Pioneering research from Vanderbilt scientists shows that cells respond differently to acute stress than to gradual stress. The findings establish an entirely new way to look at cell-to-cell communication, or signaling, and may fundamentally change how biomedical researchers study cells.
Research led by Alexander Thiemicke, former graduate student in chemical and physical biology, and Gregor Neuert, assistant professor of molecular physiology and biophysics, was published in the journal Science Advances on Feb. 19. Their study sought to clarify how cells behave in environments where stress is changed gradually, as opposed to conditions that produce rapid change.
“Looking at how cells respond to perturbations in their environments in this way is an entirely new approach in biomedical research,” said Neuert, also a Dean’s Faculty Fellow and a NIH New Innovator Awardee. “This has serious implications as we unravel fundamental biological questions and for how drug development is pursued.”
Testing drugs on cells in a conventional laboratory setting often produces acute changes within the cells, creating conditions that are nothing like what happens when the drug actually interacts with the human body. These rapid changes can produce unanticipated results and ultimately derail the clinical trial.
Developing an environment that more closely matches the gradual conditions found in nature has the potential to move research from bench to bedside more quickly. It also gives researchers better data that can be used to strengthen drug-screening techniques.
With a background in physics and engineering, Neuert has long been interested in better understanding how cells respond to stress. “In a traditional biology education, trainees often look only at quick changes in cell environments,” he said. “Developing a systematic and quantitative approach to this research was unique to biology and enabled these experiments.”
By comparing how cells respond to acute changes versus those that happen gradually over time—like insulin cycles, hormonal changes during pregnancy, oxygen reduction, or exposure to ultraviolet light—researchers now have a more physiologically relevant context to inform their developing therapies.
The study was conducted by changing—first gradually and then suddenly—the amount of salt surrounding immune cells that typically exist in the kidney and intestine. This alteration causes osmosis, the movement of water across the cell membrane.
In their research, Neuert and Thiemicke looked for changes to 25 markers of cell stress and cell death, including caspases—a family of proteins that are precursors to cell death. They determined that with gradual stress, 60 percent of cells die, whereas if cells are exposed to the same change acutely, 90 percent of them die.

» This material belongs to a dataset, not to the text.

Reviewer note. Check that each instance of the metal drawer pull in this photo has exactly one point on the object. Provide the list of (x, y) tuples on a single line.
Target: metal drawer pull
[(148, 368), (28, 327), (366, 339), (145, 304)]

Amid gradual changes, cells increase their uptake of protective amino acids to defend themselves against the extracellular stress. Upon acute stress, however, a cell death program is triggered that forces controlled death without enough time for the cell to protect itself. Further, the researchers found that, if cells are acutely stressed but are given those protective amino acids, they survive at rates similar to the cells that were under gradual stress.
The work is built on years of research in the field. In a January 2021 study published in the journal Proceedings of the National Academy of Sciences, postdoctoral fellow Amanda Johnson and colleagues discovered the biological mechanism that determines how yeast cells respond to gradual stress. In an October 2020 study published in the journal iScience, postdoctoral fellow Hossein Jashnsaz and colleagues looked into how the behaviors of networks of proteins that respond to stress can be better theoretically described. This work was done in collaboration with the Munsky Group lab at Colorado State University.
Neuert will continue to study stress signaling within cells. With his findings of the behavioral differences of caspases in acute and gradual environments, he intends to look further into their differential regulation and mechanics.
The research was funded by the NIH Director’s New Innovator DP2 award (GM11484901), a R01 from the National Institute of General Medical Sciences (5R01GM115892), the American Heart Association Pre-doctoral Fellowship award (18PRE34050016), the Ion Channels and Transporters Training Grant (T32NS0074), the Molecular Biophysics Training Grant (5T32GM008320), the Advanced Computing Center for Research and Education (1S10OD023680-01), Vanderbilt Institute for Clinical and Translational Research (VR53716) and Vanderbilt Startup Funds.